Gilbert Doho, PhD, was a playwright and scholar who opened cultural worlds for students and showed an unforgettable concern for others.
For Hannah Clarke (CWR ’21; GRS ’21, public health), Doho was a joyful advisor, her study-abroad champion and the professor who helped weave old and new strands of her life together: her proficiency in French, family roots in the British West Indies and academic interest in neocolonial West Africa that was born in his classes.
He provided “an opportunity for me to develop my sense of self and my own identity,” Clarke said.
Doho, who died in December, spent 20 years at Case Western Reserve. He was an associate professor of French, a scholar of African Francophone literature and culture, and section head in the Department of Modern Languages and Literatures.
He also was founding director of the interdisciplinary Ethnic Studies Program, created to enhance the university’s offerings on ethnicity and race. “He brought ingenuity and sheer passion to get it off and running,” said Jacqueline Nanfito, PhD, an associate professor of Spanish, who helped launch the program.
In classes, he shared his love of African culture with theatrical flair and often dressed in traditional African clothing. “As an educator,” Nanfito said, “he was legendary.”
Born in Cameroon, Doho focused his scholarship on West African literature and socio-political issues, writing frequently about injustices and grassroots empowerment.

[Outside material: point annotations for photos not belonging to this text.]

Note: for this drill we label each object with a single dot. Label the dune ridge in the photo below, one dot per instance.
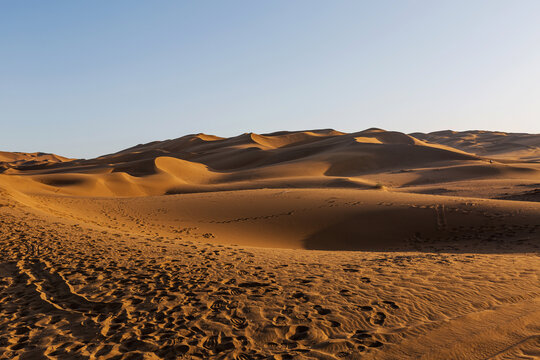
(302, 245)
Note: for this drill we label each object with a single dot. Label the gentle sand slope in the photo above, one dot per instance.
(239, 248)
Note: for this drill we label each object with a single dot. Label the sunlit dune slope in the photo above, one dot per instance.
(488, 143)
(201, 163)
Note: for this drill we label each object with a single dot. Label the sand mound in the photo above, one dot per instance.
(203, 247)
(488, 143)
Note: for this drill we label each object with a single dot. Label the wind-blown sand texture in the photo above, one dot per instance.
(292, 245)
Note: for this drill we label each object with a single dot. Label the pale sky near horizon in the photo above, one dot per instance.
(86, 78)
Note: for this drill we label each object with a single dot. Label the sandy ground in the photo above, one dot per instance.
(298, 250)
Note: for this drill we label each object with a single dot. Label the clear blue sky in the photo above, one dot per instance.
(84, 78)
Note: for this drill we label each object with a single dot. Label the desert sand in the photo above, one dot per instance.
(292, 245)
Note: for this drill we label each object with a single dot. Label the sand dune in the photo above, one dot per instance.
(292, 245)
(488, 143)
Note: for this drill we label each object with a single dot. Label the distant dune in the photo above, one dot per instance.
(498, 144)
(386, 162)
(292, 245)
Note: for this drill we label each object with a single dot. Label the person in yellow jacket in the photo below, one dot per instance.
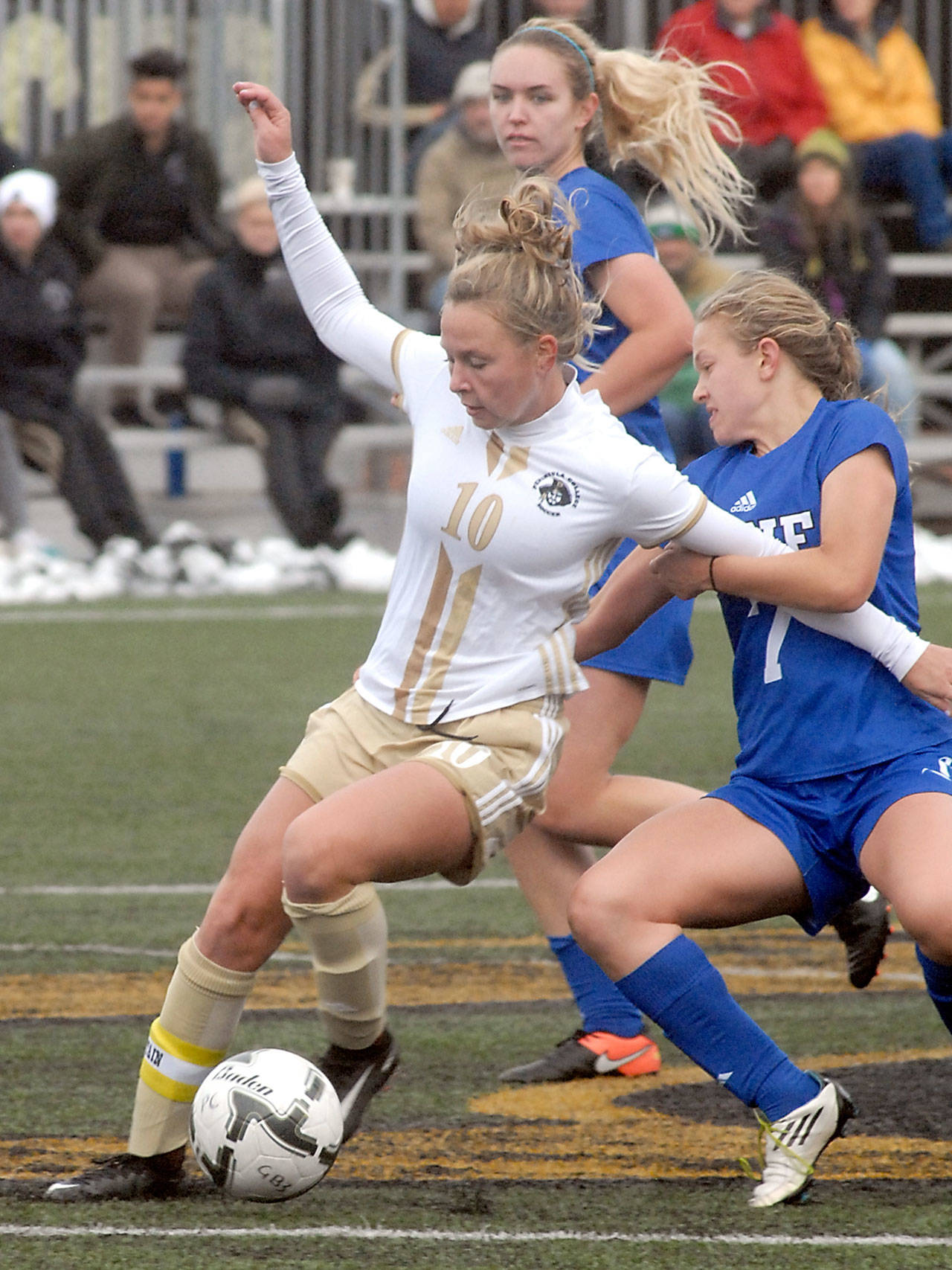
(882, 103)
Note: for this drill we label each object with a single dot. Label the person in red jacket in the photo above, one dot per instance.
(770, 89)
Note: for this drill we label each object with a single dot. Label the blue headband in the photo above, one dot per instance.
(578, 48)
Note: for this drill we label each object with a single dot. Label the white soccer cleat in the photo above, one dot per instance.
(792, 1144)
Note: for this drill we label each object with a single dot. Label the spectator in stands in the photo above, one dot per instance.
(770, 89)
(251, 347)
(569, 10)
(882, 102)
(465, 160)
(697, 275)
(10, 159)
(820, 235)
(138, 208)
(41, 350)
(442, 37)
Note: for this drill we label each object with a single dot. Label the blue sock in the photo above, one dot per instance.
(603, 1007)
(687, 998)
(939, 984)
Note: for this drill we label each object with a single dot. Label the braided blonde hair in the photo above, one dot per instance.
(515, 258)
(657, 108)
(759, 304)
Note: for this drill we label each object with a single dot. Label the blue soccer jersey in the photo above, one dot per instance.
(810, 705)
(611, 225)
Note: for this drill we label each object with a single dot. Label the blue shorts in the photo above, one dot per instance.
(824, 822)
(660, 648)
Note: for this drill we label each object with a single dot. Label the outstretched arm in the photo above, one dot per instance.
(325, 283)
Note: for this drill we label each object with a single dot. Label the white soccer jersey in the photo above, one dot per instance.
(506, 533)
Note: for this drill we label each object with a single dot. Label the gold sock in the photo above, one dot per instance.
(201, 1011)
(348, 945)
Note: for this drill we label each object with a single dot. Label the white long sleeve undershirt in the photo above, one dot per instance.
(348, 324)
(887, 641)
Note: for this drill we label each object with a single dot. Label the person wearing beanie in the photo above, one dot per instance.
(768, 88)
(463, 161)
(882, 102)
(820, 234)
(41, 350)
(697, 275)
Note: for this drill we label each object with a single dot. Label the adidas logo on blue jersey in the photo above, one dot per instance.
(745, 503)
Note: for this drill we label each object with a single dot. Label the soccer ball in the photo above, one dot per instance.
(266, 1126)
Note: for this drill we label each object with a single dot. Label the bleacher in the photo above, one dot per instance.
(922, 325)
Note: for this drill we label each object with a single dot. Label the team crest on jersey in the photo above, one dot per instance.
(556, 492)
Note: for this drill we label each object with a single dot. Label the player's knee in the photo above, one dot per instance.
(307, 862)
(244, 925)
(567, 813)
(589, 914)
(927, 919)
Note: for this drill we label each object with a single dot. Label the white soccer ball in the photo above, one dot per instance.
(266, 1126)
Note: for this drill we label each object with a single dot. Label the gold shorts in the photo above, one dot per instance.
(501, 761)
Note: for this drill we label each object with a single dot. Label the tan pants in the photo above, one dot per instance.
(131, 286)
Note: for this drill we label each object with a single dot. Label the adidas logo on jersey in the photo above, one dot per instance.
(745, 503)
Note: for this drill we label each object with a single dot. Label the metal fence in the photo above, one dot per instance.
(62, 66)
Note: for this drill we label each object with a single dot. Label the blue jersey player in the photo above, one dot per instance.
(842, 775)
(551, 89)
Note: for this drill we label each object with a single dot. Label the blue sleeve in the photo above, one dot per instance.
(858, 426)
(608, 228)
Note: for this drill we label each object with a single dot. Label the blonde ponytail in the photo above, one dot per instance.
(659, 109)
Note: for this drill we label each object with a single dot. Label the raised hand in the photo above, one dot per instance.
(271, 121)
(930, 677)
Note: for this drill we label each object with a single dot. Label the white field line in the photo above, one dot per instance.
(187, 614)
(373, 1234)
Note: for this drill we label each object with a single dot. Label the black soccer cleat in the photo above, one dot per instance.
(125, 1176)
(357, 1074)
(584, 1054)
(865, 929)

But after government retaliation over activist plays he’d written, he came to the United States for academic freedom, said Cheryl Toman, PhD, who worked closely with him for years, first as a CWRU colleague and then after she moved to the University of Alabama, where she is a professor of French and chair of the Department of Modern Languages and Classics.
“He was tireless, he was brave, he was a good listener,” Toman said. “He knew we live in an imperfect world. He always played an active role in trying to make things better for everyone.
“Not having his intellectual light, optimism and research,” she added, “is an enormous void for everybody.”
Clarke believes Doho’s personal experience profoundly affected the lessons he imparted in teaching post-colonial studies. “When you are colonized,” she said, “you’re told not to question anything. I think he was flipping that on its head [and telling students] instead of questioning nothing, to question everything … to have an infinite curiosity.”
Now a student at CWRU’s School of Medicine, Clarke acutely feels both the loss and Doho’s inspiration.
And one lesson from her undergraduate days is indelible. Clarke was having a bad day and missed a class of his, afraid she would cry during the session. When Doho later learned what happened, he told her: “’Come crying, and we’ll figure it out from there,’” she said. “There was such tenderness in that. I think about that often.”
Thanks to Doho, she brings that compassion to her work with patients. When she sees them crying, “I don’t get scared,” Clarke said. “I don’t shy away. I’m there so they aren’t alone in that moment.”